LIKE MELUNGEONS, THERE'S NOT DEFINITE RECORD OF BEGINNINGS OF 'BLACK DUTCH,' WRITER FINDS
By Dallas Bogan
Reprinted with Permission from Dallas Bogan. This article was published in the LaFollette Press.
Their Scots-Irish and English neighbors discriminated against Melungeon people as they moved into the areas where the Melungeons lived. They wanted the rich valley lands occupied by the Melungeons they found residing there. They discriminated against the Melungeons because they were darker skinned than their own Anglo-Saxon ancestors and because this helped them obtain the lands they coveted. This discrimination carried into the 1940' s-50 and perhaps even longer because of the work of a man called Plecker who was the state of Virginia's Director of Vital Statistics and an avowed racist. He labeled the Melungeons, calling them mongrels and other worse terms - some were labeled - Free Person of Color in Virginia. This in turn led to their children being labeled as Mulatto (M) and both of those terms came to mean 'BLACK.' If you find such a term for any of your ancestors, it does not necessarily mean that they actually were black. Some Melungeon families married white, some black, some Indian, some a combination. But for all of them the terms led to decisions in which they couldn't own property, they couldn't vote, and they couldn't school their children. As a result, they hid their backgrounds with the Indian myth, with the orphan myth, and the adopted myth. They changed either the spelling of their surnames or they picked an entirely new name, relocating many times, anything to distance themselves from their Melungeon heritage. They sometimes became "Black Dutch" or "Black Irish", or some other combination.
One theory concerning the "Black Dutch" is that in 1588 the Spanish armada having being defeated by the British or by a bad storm, went east and then north. They made landfall in Ireland and did the usual things conquistadors were supposed to do: looted, pillaged and raped the local women. The offspring of their activities in Ireland who have dark hair are referred to as Black Irish.

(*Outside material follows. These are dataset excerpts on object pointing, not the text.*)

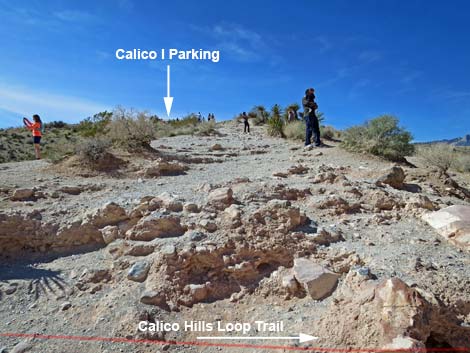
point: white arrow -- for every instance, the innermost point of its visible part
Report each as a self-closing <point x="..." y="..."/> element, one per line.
<point x="168" y="100"/>
<point x="302" y="337"/>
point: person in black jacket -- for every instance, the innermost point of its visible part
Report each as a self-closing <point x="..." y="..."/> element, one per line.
<point x="310" y="117"/>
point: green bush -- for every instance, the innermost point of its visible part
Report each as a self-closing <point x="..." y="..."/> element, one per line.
<point x="55" y="124"/>
<point x="295" y="130"/>
<point x="380" y="137"/>
<point x="131" y="129"/>
<point x="329" y="132"/>
<point x="276" y="122"/>
<point x="206" y="128"/>
<point x="462" y="163"/>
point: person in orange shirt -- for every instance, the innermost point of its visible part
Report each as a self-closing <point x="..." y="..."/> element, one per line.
<point x="36" y="128"/>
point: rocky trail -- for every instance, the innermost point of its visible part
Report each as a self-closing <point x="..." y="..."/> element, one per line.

Black Irish also can indicate those who came as immigrants from other places (generally England) and sometimes their names were noted as such: "Fitz" as in Fitzwilliam. The English king gave land to those who could hold it, take it and keep it. The black part was not referring to skin or hair or even eye color; it was indication of 'blaggard' = black = a negative association.
Some say that the term Black Dutch refers to Sephardie Jews who married Dutch Protestants to escape the Inquisition. Many of their descendants later moved to the Americas, the "black" referring to their dark hair and complexions, perhaps infrequently, German immigrants from the Black Forest region, e.g., "For the most part, the Black Dutch came after 1740." Others disagree and say it is doubtful that the Black Dutch were of Jewish or Dutch heritage.

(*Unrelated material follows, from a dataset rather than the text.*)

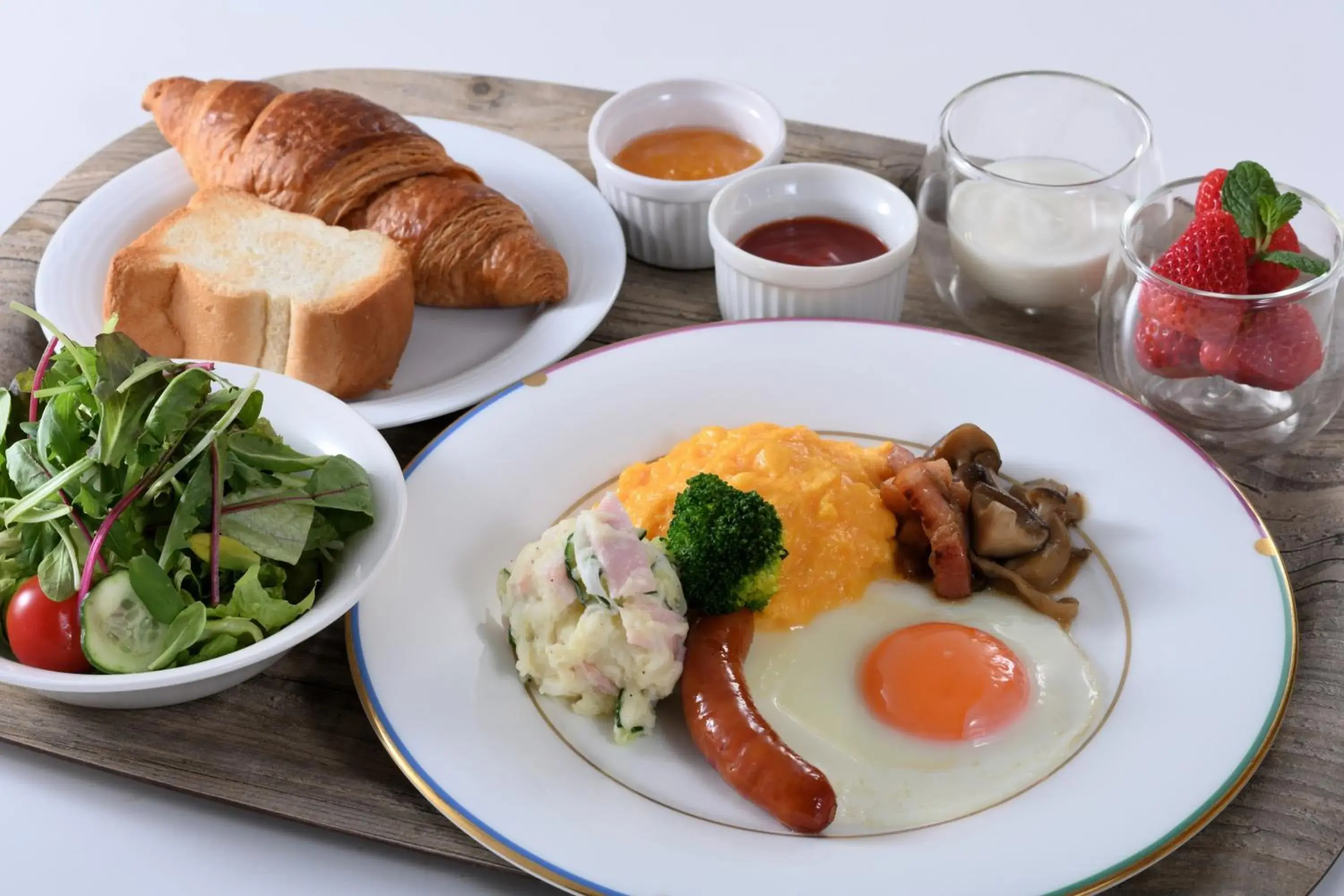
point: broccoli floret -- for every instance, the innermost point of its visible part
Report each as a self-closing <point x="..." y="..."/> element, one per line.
<point x="726" y="546"/>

Some say that there are strong indications that the original Black Dutch were rugged complexioned Germans; but Anglo-Americans sometimes applied the term to any dark-complexioned American of European descent. Some say the term was adopted as an attempt to disguise Indian or tri-racial descent. Some Cherokee & Chickasaw Indians are called Black Dutch.
Black Dutch may be synonymous with Pennsylvania Germans who settled in the area of Pennsylvania in groups together. When asked where they were from, they said "Deutsche" sounding to us like "Dutch", but actually meaning "German" in their own language. Because they weren't blonde and blue eyed but darker, they were called Black Dutch.
Some genealogists have suggested that the Black Dutch were either an offshoot of the Melungeons or one of the tri-racial isolate groups in Appalachia.
Another widely spread explanation about the Black Dutch is that they were Netherlanders of dark complexion who were descendants of the Spanish who occupied the Netherlands in the late 16th century and early 17th centuries; these in turn intermarried with the blonde natives. However, the Dutch government's Central Bureau for Genealogy is unable to offer an explanation for the term.
Some say that Black Dutch, Black Irish, and other terms, were applied to those persons who were the offspring of local citizens (women) and shipwrecked sailors from Spain or other countries where the people have darker skins. Others will say that the term pertains to a person of a very mean disposition.
One source states that a Dutch revolt against the Spanish monarch began in 1555 and continued until 1609. The nation could not find enough soldiers to defend its empire and Spain subjected neighboring Portugal and impressed Portuguese men into Spanish regiments throughout the empire. A new race was created in the southern part of Holland during the six decades that Spanish and Portuguese soldiers were stationed there. It produced dark-skinned children that were the beginning of the Black Dutch.
And so, like the Melungeon race, there is no definite of absolute record of the beginnings of the "Black Dutch."